In 1994, at age 27, Wurtzel wrote "Prozac Nation: Young and Depressed in America." The book, a confessional memoir about her battle with depression as a college undergraduate, became a best-seller and was later adapted for the big screen. She published three more books, "Bitch: In Praise of Difficult Women," "The Bitch Rules: Common Sense Advice for an Uncommon Life" and "More, Now, Again: A Memoir of Addiction," before changing her focus to law in the mid-2000s.
Wurtzel earned a Yale Law School degree in 2008. Despite never obtaining a law license in New York, she went on to find work with one of the city's—and the country's—most prominent lawyers, David Boies.
Wurtzel told Bloomberg in 2015 that her LSAT scores were not quite up to par, but her literary accomplishments stood out. Boies hired her in 2008, initially as an associate, after she sent him an email looking for a job.
The associate position ended by 2012, according to news reports, but Wurtzel continued to work with the firm as a case manager, and to praise Boies as a litigator and a boss. According to her LinkedIn profile, her current title was director of special operations.

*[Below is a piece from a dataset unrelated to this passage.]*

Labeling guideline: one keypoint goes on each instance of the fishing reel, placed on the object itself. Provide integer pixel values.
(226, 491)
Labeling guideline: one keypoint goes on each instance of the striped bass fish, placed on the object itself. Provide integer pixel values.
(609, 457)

"There are things I bring to cases," she told Bloomberg in 2015, describing her role at the firm. "There are ways I can deal with clients that other people can't. I have a human touch that other lawyers don't have."
In a 2013 New York magazine article, she took stock of her life choices, and of the less glamorous aspects of legal work. "Most people who think they are practicing law are actually making binders," she wrote. "The binders from law firms go to a locker in a warehouse in a parking lot in an office park off an exit of a turnpike off a highway off an interstate in New Jersey, never to be looked at again. No one ever read them in the first place. But some client was billed for the hourly work."
Boies was unavailable for comment.
When Wurtzel married in 2015, Boies served as the officiant, according to The New York Times. By then she had already been diagnosed with cancer.